10 years ago, housing in LA was affordable. A young couple with a modest income could actually buy a house, not rent an apartment. Those days are long gone, and Mr. Irwin is over-generalizing trends in a vastly more complex market ecosystem than he reports.
A very disappointing article.

Yes, let’s take an off-the-beaten track location in Florida and extrapolate it to all of America.

“Home Prices Return to Sanity”?
And where might this be?
New York, where mega $millions deals get announced almost every day, literally boggling the minds of writers and readers alike. Haven’t seen any home price “sanity” reported in NYC housing prices for years! Or in other record high places like Boston, SF, San Diego…? Or do you consider it to be “sanity” when a tiny, mediocre house costs north of $1 million almost anyplace desirable in the US or a NYC studio easily costs $500,000 to $2,000,000? ” Sanity” to WHOM? (Brokers, maybe)
“After an Era of Ups and Downs…”
Glad to learn that the recent era has ‘ups and downs”–prices have been pretty consistently rising for the last 2-5 years, and certainly in the last 1-2 years, in ‘normal’ housing, as well as skyrocketing mega $millions prices. Article are written daily about the high costs of housing, people having to move, and children staying with families since they can’t afford their own places. (Perhaps you missed these?)
And your chart suggesting that worker salaries have kept pace with rents over the last 5 years–especially in the last 2-3 years–is simply belied by all the other data, and documented articles demonstrating that rents have FAR OUTPACED renters’ (flat) incomes!

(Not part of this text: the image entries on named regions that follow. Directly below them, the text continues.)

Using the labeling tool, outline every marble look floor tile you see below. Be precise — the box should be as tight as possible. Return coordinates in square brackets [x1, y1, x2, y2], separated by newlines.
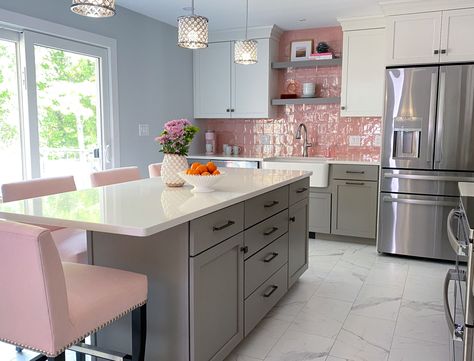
[388, 337, 449, 361]
[265, 330, 334, 361]
[289, 296, 352, 338]
[234, 319, 290, 359]
[395, 300, 449, 347]
[351, 284, 403, 321]
[317, 280, 362, 302]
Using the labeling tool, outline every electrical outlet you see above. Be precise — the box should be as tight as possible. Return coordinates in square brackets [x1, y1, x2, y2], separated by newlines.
[260, 134, 270, 145]
[374, 134, 382, 147]
[138, 124, 150, 137]
[349, 135, 360, 147]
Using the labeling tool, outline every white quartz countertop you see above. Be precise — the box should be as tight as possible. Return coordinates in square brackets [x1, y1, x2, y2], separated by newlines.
[0, 169, 311, 237]
[188, 154, 380, 166]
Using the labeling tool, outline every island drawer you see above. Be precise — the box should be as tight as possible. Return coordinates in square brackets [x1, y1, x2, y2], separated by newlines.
[244, 209, 288, 259]
[189, 203, 244, 256]
[331, 164, 379, 181]
[245, 186, 288, 228]
[245, 233, 288, 298]
[244, 264, 288, 336]
[290, 177, 309, 205]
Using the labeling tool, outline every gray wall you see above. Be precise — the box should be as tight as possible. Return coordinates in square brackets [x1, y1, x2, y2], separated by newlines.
[0, 0, 193, 176]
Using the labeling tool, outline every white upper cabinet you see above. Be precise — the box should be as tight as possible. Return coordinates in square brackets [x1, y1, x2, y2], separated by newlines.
[193, 42, 232, 118]
[387, 11, 441, 65]
[341, 28, 386, 117]
[387, 9, 474, 65]
[440, 9, 474, 62]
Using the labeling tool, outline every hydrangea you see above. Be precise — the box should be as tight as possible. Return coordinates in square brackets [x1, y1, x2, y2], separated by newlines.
[155, 119, 199, 155]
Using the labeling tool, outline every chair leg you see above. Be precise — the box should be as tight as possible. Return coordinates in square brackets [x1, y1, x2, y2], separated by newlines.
[132, 304, 146, 361]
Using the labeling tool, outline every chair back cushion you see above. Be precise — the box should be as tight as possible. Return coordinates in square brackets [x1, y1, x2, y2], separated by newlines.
[2, 176, 76, 202]
[91, 167, 141, 187]
[0, 220, 73, 355]
[148, 163, 161, 178]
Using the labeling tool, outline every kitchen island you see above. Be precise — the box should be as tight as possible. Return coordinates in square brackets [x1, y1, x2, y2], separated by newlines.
[0, 169, 310, 361]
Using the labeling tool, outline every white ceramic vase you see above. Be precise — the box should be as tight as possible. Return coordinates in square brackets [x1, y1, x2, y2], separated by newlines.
[161, 154, 188, 187]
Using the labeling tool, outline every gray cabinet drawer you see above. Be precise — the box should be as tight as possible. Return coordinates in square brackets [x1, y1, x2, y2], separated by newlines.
[290, 177, 309, 205]
[244, 209, 288, 259]
[331, 164, 379, 181]
[245, 186, 288, 228]
[190, 203, 244, 256]
[245, 265, 288, 336]
[245, 233, 288, 298]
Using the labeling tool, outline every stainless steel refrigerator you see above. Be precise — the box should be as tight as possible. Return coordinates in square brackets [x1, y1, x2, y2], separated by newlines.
[377, 64, 474, 260]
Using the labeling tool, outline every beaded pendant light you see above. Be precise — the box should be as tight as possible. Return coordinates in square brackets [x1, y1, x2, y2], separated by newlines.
[234, 0, 258, 65]
[178, 0, 209, 49]
[71, 0, 115, 18]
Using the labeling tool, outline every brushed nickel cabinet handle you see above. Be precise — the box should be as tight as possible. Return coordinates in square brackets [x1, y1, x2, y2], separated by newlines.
[212, 221, 235, 232]
[263, 285, 278, 297]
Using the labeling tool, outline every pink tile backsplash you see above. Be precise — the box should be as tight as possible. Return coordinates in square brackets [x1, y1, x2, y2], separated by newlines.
[201, 27, 381, 161]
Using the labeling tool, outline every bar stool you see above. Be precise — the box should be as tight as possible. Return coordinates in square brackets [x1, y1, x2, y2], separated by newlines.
[148, 163, 162, 178]
[91, 167, 141, 187]
[0, 220, 148, 361]
[2, 176, 87, 263]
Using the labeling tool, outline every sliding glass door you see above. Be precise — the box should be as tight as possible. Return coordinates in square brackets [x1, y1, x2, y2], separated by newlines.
[0, 29, 111, 191]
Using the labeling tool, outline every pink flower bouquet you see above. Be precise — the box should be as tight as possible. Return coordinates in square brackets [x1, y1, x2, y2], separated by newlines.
[155, 119, 199, 155]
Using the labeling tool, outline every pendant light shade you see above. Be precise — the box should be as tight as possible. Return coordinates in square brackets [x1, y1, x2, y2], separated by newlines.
[234, 0, 258, 65]
[71, 0, 115, 18]
[178, 0, 209, 49]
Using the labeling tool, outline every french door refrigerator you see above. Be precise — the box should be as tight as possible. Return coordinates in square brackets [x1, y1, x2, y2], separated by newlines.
[377, 64, 474, 260]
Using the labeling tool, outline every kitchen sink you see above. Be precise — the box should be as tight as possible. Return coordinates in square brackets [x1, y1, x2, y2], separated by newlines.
[262, 157, 330, 188]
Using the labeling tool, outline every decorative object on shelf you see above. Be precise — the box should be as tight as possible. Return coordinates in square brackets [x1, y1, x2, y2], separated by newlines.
[71, 0, 115, 18]
[234, 0, 258, 65]
[155, 119, 199, 187]
[291, 40, 313, 61]
[178, 0, 209, 49]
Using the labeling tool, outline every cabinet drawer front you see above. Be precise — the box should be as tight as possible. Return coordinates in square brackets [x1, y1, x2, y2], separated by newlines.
[331, 164, 379, 181]
[245, 265, 288, 336]
[290, 178, 309, 205]
[244, 210, 288, 259]
[245, 233, 288, 298]
[190, 203, 244, 256]
[245, 186, 288, 228]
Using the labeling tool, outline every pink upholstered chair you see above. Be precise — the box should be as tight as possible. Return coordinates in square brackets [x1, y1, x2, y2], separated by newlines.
[148, 163, 161, 178]
[91, 167, 141, 187]
[0, 220, 148, 361]
[2, 176, 87, 263]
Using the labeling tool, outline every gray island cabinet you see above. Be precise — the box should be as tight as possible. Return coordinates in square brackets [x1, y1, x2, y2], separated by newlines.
[89, 177, 309, 361]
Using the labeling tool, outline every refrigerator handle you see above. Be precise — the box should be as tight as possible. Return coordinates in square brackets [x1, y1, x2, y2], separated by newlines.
[426, 72, 438, 163]
[435, 70, 446, 163]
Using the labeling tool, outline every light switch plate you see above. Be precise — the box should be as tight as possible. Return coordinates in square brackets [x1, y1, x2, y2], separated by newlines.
[349, 135, 360, 147]
[374, 134, 382, 147]
[138, 124, 150, 137]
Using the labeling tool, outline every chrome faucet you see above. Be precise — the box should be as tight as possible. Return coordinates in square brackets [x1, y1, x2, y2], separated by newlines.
[295, 123, 313, 157]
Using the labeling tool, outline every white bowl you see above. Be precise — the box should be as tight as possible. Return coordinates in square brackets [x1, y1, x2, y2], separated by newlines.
[178, 170, 225, 193]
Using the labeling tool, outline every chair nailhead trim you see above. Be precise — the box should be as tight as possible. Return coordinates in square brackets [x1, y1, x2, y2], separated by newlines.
[0, 300, 147, 357]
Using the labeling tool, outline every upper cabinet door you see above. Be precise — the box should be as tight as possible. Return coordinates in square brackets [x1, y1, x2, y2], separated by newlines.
[386, 11, 442, 65]
[231, 39, 271, 118]
[440, 9, 474, 62]
[341, 29, 386, 117]
[193, 42, 232, 118]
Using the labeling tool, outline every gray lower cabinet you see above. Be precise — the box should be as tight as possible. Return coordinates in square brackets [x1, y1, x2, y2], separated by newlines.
[288, 198, 309, 287]
[190, 233, 244, 361]
[331, 180, 377, 238]
[309, 192, 331, 233]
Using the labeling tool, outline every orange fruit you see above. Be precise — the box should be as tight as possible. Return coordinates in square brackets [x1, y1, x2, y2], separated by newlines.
[206, 162, 217, 173]
[196, 165, 208, 174]
[191, 162, 201, 170]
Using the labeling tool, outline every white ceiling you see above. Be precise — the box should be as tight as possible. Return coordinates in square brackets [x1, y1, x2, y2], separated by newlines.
[116, 0, 382, 30]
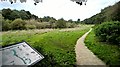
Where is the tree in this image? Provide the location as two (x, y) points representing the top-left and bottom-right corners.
(56, 18), (66, 28)
(2, 8), (12, 19)
(11, 19), (26, 30)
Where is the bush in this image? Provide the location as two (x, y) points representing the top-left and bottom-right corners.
(11, 19), (26, 30)
(66, 22), (76, 28)
(1, 19), (11, 31)
(25, 25), (36, 29)
(95, 22), (120, 44)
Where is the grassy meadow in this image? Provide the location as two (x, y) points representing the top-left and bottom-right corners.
(1, 25), (92, 67)
(85, 31), (120, 65)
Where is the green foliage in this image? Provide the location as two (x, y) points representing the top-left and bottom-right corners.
(56, 18), (66, 28)
(82, 1), (120, 24)
(2, 26), (90, 67)
(85, 31), (120, 67)
(1, 19), (11, 31)
(66, 23), (76, 28)
(25, 25), (36, 30)
(2, 8), (38, 20)
(11, 19), (26, 30)
(95, 22), (120, 44)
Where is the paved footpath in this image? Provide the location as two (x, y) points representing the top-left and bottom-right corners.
(75, 28), (105, 66)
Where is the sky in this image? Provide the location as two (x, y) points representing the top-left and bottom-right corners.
(0, 0), (120, 21)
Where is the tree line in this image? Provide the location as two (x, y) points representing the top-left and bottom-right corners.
(82, 1), (120, 24)
(0, 8), (80, 31)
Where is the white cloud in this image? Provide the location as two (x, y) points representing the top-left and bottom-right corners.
(0, 0), (119, 20)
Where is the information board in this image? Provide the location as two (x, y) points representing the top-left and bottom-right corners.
(0, 42), (44, 66)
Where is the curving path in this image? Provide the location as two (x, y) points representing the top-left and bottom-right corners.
(75, 28), (105, 66)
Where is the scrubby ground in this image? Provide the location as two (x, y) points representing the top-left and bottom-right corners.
(85, 31), (120, 67)
(2, 25), (91, 67)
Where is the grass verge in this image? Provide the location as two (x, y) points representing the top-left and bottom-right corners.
(85, 31), (120, 65)
(2, 27), (90, 67)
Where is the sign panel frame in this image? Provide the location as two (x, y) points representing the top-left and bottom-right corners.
(0, 41), (44, 66)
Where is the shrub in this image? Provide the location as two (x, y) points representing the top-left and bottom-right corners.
(11, 19), (26, 30)
(95, 21), (120, 44)
(1, 19), (11, 31)
(25, 25), (36, 29)
(66, 22), (76, 28)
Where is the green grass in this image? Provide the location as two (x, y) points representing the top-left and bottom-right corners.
(85, 31), (120, 65)
(2, 26), (91, 67)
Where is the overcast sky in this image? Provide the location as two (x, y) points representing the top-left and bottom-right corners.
(0, 0), (120, 21)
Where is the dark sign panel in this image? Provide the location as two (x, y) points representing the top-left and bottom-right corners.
(0, 42), (44, 66)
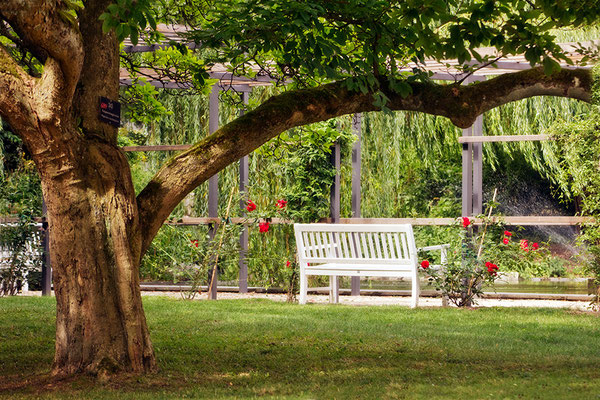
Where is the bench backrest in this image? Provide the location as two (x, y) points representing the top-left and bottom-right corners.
(294, 224), (417, 269)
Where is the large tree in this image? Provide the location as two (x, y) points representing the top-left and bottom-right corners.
(0, 0), (600, 374)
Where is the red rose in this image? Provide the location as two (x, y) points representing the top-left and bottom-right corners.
(485, 261), (498, 276)
(463, 217), (471, 228)
(258, 222), (269, 233)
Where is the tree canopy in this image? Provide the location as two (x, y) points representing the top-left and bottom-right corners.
(0, 0), (600, 374)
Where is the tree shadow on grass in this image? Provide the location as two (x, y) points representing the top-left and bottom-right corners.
(0, 300), (600, 399)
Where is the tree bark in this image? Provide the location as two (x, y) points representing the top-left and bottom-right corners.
(0, 0), (591, 375)
(42, 138), (156, 375)
(0, 0), (156, 376)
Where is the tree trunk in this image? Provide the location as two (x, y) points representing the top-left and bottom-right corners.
(40, 137), (156, 376)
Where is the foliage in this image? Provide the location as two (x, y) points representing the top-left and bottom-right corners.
(259, 120), (354, 222)
(0, 124), (42, 216)
(0, 296), (600, 400)
(421, 217), (500, 307)
(190, 0), (598, 106)
(0, 214), (42, 297)
(551, 107), (600, 307)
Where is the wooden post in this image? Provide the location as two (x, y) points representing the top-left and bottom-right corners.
(238, 92), (250, 293)
(329, 142), (341, 303)
(350, 114), (362, 296)
(41, 198), (52, 296)
(208, 84), (219, 300)
(462, 127), (473, 216)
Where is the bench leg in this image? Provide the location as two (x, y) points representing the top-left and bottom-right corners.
(329, 275), (340, 303)
(298, 270), (308, 304)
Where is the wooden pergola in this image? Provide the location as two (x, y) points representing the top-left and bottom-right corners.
(112, 25), (593, 298)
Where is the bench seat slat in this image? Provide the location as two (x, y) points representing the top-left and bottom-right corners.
(294, 224), (446, 307)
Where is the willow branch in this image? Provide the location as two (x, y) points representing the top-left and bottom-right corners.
(138, 68), (592, 251)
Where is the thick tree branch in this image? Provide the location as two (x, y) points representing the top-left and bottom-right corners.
(138, 68), (592, 251)
(0, 0), (83, 107)
(0, 45), (44, 153)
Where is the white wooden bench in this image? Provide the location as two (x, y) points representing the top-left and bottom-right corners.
(294, 224), (448, 308)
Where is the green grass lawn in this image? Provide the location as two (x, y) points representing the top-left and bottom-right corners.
(0, 297), (600, 399)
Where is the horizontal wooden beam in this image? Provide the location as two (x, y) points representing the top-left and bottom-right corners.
(166, 217), (294, 225)
(0, 216), (595, 226)
(328, 216), (595, 226)
(121, 144), (192, 151)
(458, 135), (552, 143)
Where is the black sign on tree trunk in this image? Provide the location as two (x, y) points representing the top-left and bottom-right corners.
(98, 96), (121, 128)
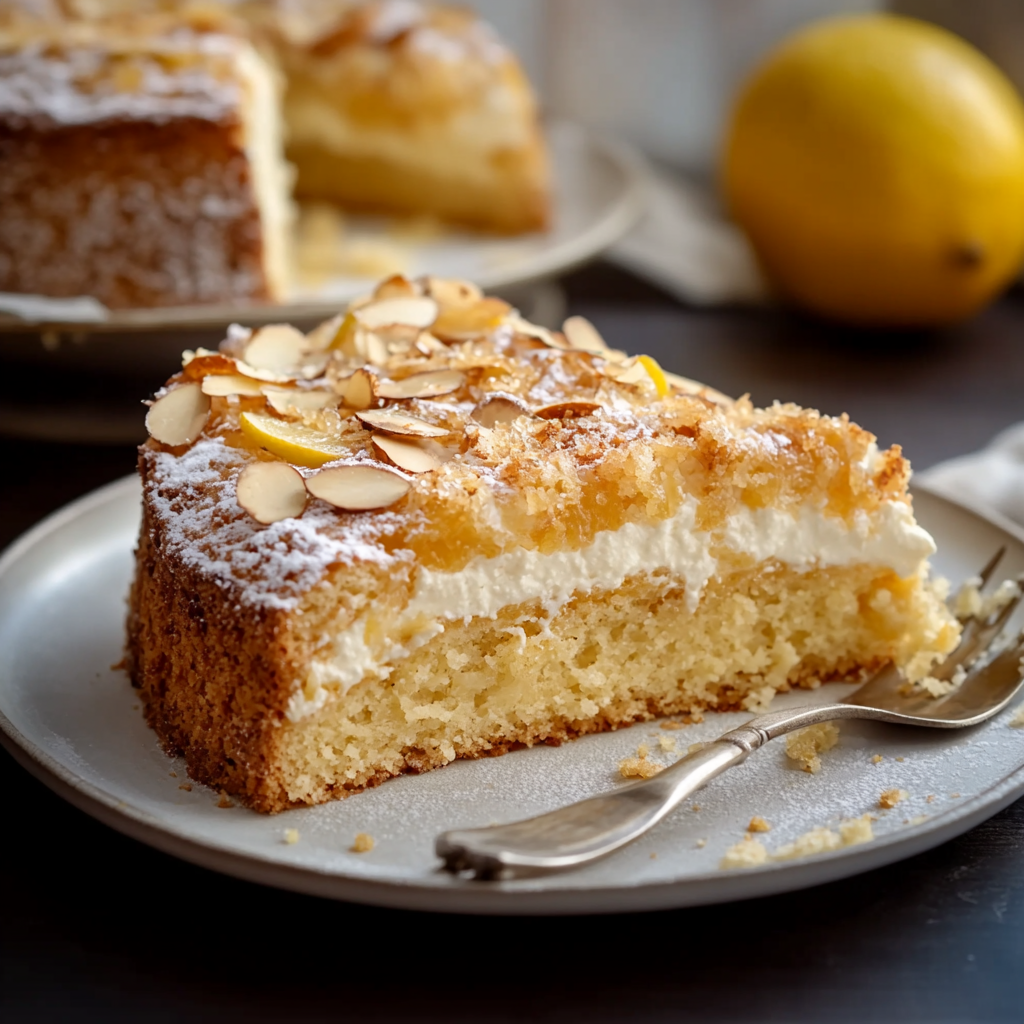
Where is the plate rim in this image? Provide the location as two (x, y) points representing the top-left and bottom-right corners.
(0, 120), (651, 339)
(0, 475), (1024, 915)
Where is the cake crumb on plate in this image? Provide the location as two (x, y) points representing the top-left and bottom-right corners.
(618, 757), (662, 778)
(879, 790), (910, 810)
(718, 836), (768, 871)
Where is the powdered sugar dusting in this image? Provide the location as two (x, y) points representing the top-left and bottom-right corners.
(0, 34), (243, 126)
(146, 438), (394, 610)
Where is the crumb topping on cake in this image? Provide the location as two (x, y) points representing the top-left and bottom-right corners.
(143, 278), (931, 606)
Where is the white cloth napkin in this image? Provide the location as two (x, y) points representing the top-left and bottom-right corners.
(914, 423), (1024, 524)
(606, 168), (769, 306)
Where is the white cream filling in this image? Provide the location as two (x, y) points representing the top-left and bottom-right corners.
(288, 499), (935, 721)
(238, 46), (295, 298)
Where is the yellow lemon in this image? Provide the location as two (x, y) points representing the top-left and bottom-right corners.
(240, 413), (351, 468)
(723, 14), (1024, 326)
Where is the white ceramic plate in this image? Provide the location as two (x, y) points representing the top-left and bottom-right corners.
(0, 479), (1024, 913)
(0, 123), (646, 335)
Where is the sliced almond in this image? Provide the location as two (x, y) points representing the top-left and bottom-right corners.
(355, 296), (437, 331)
(306, 463), (413, 512)
(374, 273), (423, 301)
(562, 316), (608, 354)
(377, 370), (466, 398)
(509, 316), (569, 349)
(470, 394), (530, 429)
(263, 387), (339, 416)
(201, 374), (262, 398)
(372, 434), (455, 473)
(416, 331), (447, 355)
(601, 356), (651, 384)
(242, 324), (307, 377)
(334, 368), (377, 410)
(355, 409), (451, 437)
(357, 331), (390, 367)
(423, 276), (483, 306)
(431, 297), (512, 341)
(145, 384), (210, 447)
(305, 313), (345, 352)
(234, 462), (307, 525)
(534, 401), (601, 420)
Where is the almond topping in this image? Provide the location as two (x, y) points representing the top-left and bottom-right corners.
(416, 331), (447, 355)
(263, 387), (338, 416)
(431, 298), (512, 341)
(355, 409), (451, 437)
(355, 296), (437, 331)
(470, 394), (530, 429)
(372, 434), (455, 473)
(242, 324), (306, 377)
(377, 370), (466, 398)
(334, 369), (377, 410)
(234, 462), (306, 525)
(562, 316), (608, 354)
(534, 401), (601, 420)
(181, 348), (239, 379)
(423, 278), (483, 306)
(202, 374), (262, 398)
(306, 463), (413, 512)
(145, 384), (210, 447)
(305, 313), (346, 352)
(509, 316), (569, 349)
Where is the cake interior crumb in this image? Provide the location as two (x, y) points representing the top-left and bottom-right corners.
(785, 722), (839, 774)
(352, 833), (374, 853)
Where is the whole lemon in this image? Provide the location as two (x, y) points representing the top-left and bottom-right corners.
(724, 14), (1024, 326)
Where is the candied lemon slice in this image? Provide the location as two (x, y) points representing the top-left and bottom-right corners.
(637, 355), (669, 398)
(240, 413), (352, 468)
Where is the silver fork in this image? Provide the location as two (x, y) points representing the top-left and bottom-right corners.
(435, 548), (1024, 880)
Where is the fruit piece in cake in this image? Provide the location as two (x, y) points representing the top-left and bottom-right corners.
(129, 281), (958, 811)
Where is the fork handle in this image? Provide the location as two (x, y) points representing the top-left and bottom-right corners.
(435, 703), (876, 880)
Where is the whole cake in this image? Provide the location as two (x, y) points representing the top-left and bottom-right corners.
(0, 20), (290, 307)
(128, 278), (958, 811)
(0, 0), (550, 308)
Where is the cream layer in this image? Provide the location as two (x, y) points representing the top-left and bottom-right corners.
(288, 499), (935, 721)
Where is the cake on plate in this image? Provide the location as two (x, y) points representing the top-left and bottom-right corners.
(0, 0), (550, 308)
(0, 20), (290, 307)
(128, 278), (958, 812)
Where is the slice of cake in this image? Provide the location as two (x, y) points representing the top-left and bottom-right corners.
(258, 0), (550, 233)
(0, 14), (290, 307)
(128, 279), (958, 811)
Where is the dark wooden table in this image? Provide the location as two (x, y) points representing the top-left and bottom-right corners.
(0, 265), (1024, 1024)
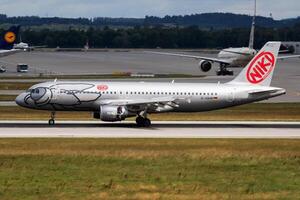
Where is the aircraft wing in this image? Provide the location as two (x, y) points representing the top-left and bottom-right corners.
(145, 51), (230, 65)
(277, 55), (300, 60)
(100, 97), (180, 108)
(0, 49), (19, 57)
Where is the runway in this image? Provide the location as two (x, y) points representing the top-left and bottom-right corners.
(0, 121), (300, 139)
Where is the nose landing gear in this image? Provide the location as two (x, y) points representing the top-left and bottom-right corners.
(48, 112), (55, 126)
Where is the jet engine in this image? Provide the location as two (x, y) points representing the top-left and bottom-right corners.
(199, 60), (212, 72)
(94, 106), (128, 122)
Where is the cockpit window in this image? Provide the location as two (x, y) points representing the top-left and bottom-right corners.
(27, 89), (40, 94)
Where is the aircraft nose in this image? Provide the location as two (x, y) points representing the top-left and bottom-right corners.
(15, 93), (25, 107)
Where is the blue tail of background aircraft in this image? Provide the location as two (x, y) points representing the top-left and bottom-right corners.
(0, 26), (20, 50)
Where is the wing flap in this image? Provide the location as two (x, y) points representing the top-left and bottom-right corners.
(145, 51), (230, 65)
(100, 97), (177, 106)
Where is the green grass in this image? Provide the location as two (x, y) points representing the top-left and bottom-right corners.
(0, 103), (300, 121)
(0, 139), (300, 200)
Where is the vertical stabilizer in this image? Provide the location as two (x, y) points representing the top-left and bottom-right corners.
(229, 42), (281, 86)
(0, 26), (20, 50)
(249, 0), (256, 49)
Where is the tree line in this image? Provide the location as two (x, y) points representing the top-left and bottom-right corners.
(0, 24), (300, 48)
(0, 13), (300, 29)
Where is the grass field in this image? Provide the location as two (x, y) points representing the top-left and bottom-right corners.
(0, 103), (300, 121)
(0, 139), (300, 200)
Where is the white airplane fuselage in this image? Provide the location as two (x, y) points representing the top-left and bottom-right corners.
(16, 82), (285, 114)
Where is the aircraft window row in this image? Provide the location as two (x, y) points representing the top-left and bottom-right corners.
(101, 92), (218, 96)
(59, 89), (218, 96)
(60, 90), (101, 94)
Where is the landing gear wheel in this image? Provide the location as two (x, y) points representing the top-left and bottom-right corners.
(217, 64), (233, 76)
(48, 111), (55, 126)
(48, 119), (55, 126)
(144, 118), (151, 127)
(135, 116), (151, 127)
(135, 116), (144, 127)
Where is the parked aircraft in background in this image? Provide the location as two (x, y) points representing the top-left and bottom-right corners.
(13, 37), (47, 51)
(0, 26), (20, 56)
(149, 0), (300, 76)
(16, 42), (286, 127)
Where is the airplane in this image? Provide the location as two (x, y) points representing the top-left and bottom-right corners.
(0, 26), (20, 56)
(13, 36), (47, 51)
(15, 42), (286, 127)
(146, 0), (300, 76)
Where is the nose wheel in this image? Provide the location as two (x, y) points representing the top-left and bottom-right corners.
(135, 116), (151, 127)
(48, 112), (55, 126)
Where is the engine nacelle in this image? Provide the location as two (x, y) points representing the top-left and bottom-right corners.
(199, 60), (212, 72)
(94, 106), (128, 122)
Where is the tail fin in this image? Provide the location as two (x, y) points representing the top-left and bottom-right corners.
(249, 0), (256, 49)
(229, 42), (281, 86)
(0, 26), (20, 50)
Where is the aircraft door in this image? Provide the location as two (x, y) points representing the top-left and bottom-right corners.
(227, 89), (235, 102)
(51, 86), (59, 103)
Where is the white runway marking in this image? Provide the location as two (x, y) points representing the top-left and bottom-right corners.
(0, 121), (300, 139)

This is especially true in NYC (even with affordable housing rules not lapsing) but is widely documented elsewhere!
This sort of Panglossian view of housing just seems at complete variance with what everyone else is writing.

Are you serious? I guess you haven’t looked at housing prices in California.

Sanity? Take a trip out here, where most houses are being snapped up by shady Chinese money that is fleeing the corruption crackdown over there.
All cash, 20% over asking, and pricing out an entire generation of would-be American homeowners. And we’re not talking about mansions or trophy properties, either. Middle class neighborhoods are being bid up as well.
The American Dream? Our real estate market in CA is currently just being used as a haven for shady money fleeing corrupt governments.

To many readers this report felt like more a deliberate provocation of readers than a serious attempt to analyze the many disparate housing markets in the United States.

Wrote Stephen Clark: “Using the word ‘sanity’ to describe any marketplace is misplaced. Sanity? Insanity? Compared to what? True markets – with real transactions and real prices – are always driven by many factors, rational and irrational.   I would be interested to hear what Irwin says when the U.S. housing market corrects or even collapses when interest rates finally rise, as they must. Near-zero interest rates for the last eight years has created distortions around the globe – which itself is pretty insane. Even Crazy Eddie knew mental health has nothing to do with it.”